Question

A box with an initial speed of `8 m/s` is moving up a ramp. The ramp has a kinetic friction coefficient of `3/5` and an incline of `pi /4`. How far along the ramp will the box go?

Answer 1

Consider this scenario,

Moreover, assess the coordinate system as to be parallel with the incline. We are given this data,

`mu_k = 0.60`
`theta = pi/4 = 45°`
`v_0 = (8m)/s`

We need three vectors, and resolve gravity into its components due to the preceding coordinate system. A vertical vector pointing down, (i) gravity, a vector pointing up perpendicular to the incline, (ii) normal force, and a vector pointing to the left, (iii) `F_k` (friction).

Now, using Newton's second law, we resolve the gravity vector into its x and y components. (something like this, but friction is pointing left is well)

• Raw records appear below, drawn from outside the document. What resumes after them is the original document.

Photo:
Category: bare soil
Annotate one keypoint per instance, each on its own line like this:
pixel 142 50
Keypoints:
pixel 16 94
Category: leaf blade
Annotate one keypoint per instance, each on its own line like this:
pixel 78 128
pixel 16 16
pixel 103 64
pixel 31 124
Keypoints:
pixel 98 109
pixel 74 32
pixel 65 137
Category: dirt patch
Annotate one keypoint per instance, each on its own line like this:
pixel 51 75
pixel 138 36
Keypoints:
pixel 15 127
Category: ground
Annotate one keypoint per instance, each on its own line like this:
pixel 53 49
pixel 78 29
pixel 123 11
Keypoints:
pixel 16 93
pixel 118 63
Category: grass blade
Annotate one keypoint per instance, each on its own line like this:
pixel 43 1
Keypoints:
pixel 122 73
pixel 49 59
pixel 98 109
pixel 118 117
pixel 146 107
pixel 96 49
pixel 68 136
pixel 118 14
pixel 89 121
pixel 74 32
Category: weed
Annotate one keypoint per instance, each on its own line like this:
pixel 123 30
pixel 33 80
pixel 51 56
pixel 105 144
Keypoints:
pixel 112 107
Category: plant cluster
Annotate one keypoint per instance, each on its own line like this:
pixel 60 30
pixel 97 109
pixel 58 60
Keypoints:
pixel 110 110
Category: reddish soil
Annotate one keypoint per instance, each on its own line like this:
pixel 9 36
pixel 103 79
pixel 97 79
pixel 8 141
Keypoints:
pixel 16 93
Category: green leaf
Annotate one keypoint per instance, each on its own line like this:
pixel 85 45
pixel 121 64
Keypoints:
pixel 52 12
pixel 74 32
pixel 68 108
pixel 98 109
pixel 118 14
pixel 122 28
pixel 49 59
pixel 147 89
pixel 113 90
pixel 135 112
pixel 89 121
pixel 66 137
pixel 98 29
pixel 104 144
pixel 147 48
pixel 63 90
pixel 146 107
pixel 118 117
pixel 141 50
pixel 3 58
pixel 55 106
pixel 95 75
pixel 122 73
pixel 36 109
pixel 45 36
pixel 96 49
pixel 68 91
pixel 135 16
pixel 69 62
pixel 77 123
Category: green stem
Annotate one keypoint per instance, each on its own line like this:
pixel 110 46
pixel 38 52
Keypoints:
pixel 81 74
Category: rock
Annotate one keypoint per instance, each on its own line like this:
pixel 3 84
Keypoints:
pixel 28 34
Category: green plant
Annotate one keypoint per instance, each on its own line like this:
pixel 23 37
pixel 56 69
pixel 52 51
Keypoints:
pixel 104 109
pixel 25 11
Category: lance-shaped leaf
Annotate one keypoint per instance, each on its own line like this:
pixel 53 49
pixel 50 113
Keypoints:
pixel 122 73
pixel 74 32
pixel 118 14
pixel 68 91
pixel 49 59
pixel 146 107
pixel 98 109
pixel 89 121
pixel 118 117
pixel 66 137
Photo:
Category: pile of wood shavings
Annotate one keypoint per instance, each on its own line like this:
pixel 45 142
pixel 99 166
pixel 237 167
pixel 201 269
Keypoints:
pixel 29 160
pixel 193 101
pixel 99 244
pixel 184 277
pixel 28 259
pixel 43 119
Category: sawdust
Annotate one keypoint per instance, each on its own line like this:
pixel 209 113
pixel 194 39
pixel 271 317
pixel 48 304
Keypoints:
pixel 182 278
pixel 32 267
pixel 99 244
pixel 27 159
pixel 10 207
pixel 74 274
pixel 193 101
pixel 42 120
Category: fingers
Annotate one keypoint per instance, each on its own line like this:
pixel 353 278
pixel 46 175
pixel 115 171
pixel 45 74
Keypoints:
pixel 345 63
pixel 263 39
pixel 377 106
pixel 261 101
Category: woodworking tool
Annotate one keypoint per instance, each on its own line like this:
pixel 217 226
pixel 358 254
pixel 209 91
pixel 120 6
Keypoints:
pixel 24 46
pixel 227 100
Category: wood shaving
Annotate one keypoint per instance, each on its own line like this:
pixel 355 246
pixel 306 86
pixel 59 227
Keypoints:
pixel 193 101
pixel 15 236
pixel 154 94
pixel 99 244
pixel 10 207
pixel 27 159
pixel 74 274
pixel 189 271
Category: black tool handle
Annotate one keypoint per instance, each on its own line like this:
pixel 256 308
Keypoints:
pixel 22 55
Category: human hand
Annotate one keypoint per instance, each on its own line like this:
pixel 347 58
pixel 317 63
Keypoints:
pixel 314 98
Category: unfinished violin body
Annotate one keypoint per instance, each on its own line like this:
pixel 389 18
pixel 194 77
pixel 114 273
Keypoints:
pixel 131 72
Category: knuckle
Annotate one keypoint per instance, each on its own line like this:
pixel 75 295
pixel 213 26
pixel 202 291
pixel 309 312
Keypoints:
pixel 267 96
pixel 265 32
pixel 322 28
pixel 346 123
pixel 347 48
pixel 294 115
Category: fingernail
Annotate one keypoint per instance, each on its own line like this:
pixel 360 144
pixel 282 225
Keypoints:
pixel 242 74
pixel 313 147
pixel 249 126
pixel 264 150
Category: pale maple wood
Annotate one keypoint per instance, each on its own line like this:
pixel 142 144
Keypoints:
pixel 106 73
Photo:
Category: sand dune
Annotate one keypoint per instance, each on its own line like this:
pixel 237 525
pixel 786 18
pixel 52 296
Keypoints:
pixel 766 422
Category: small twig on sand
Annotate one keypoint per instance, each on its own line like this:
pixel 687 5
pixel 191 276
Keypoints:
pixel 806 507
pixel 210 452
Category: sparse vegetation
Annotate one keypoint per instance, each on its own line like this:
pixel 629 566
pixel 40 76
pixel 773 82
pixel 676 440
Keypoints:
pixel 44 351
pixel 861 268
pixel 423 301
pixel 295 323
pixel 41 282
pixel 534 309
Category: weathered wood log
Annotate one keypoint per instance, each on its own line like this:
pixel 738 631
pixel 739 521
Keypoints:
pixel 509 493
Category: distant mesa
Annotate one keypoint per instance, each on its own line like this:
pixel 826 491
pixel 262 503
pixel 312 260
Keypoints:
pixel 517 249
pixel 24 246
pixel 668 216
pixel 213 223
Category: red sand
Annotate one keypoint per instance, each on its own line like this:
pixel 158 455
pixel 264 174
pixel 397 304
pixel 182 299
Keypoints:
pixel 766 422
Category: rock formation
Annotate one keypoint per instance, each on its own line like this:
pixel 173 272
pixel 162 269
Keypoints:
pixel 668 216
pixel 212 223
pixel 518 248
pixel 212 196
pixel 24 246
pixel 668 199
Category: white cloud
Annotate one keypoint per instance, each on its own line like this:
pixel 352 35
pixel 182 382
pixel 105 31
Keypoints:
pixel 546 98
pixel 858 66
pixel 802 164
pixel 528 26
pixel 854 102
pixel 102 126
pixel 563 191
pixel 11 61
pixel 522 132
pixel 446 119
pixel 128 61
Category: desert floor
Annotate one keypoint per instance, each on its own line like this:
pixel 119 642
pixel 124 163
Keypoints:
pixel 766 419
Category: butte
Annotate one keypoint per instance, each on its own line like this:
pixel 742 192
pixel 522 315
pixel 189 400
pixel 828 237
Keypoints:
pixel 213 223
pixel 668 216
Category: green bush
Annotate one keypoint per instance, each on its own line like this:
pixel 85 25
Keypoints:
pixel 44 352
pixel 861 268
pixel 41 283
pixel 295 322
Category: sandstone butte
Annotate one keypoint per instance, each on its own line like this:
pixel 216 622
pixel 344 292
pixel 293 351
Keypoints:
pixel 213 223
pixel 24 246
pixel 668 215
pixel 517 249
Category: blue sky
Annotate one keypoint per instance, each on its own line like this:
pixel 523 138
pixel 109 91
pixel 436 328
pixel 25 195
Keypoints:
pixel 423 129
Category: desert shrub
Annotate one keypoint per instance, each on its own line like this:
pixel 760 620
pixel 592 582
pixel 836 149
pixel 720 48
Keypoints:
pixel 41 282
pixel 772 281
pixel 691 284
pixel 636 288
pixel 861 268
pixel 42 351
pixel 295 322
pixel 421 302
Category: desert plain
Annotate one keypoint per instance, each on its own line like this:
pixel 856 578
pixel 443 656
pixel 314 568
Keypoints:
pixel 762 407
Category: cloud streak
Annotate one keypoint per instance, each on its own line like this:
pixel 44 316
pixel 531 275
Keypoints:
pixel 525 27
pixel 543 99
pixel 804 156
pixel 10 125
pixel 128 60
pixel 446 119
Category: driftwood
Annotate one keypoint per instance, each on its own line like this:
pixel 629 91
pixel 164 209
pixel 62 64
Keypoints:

`SigmaF_y = F_N - mgcostheta = 0`
`therefore F_N = mgcostheta`

Recall,

`F_k = mu_k * F_N`

`SigmaF_x = -mu_k * mgcostheta - mgsintheta = ma`
`=> -mu_k*gcostheta - gsintheta = a`

Hence,

`a = -0.60 * (9.8m)/s^2 * cos(45°) - (9.8m)/s^2sin(45°) approx (-11.09m)/s^2`

Furthermore, recall,

`nu^2 = nu_0^2 + 2aDeltax`,

and assume the `nu = 0`, since when the box reaches the top it will stop and begin to slide back down as a result of the acceleration via gravity.

Hence,

`0 = (8.0m)/s - 2*(11.09m)/s^2*Deltax`
`therefore Deltax approx 0.36"m"`

Not very far, the kinetic friction is very high!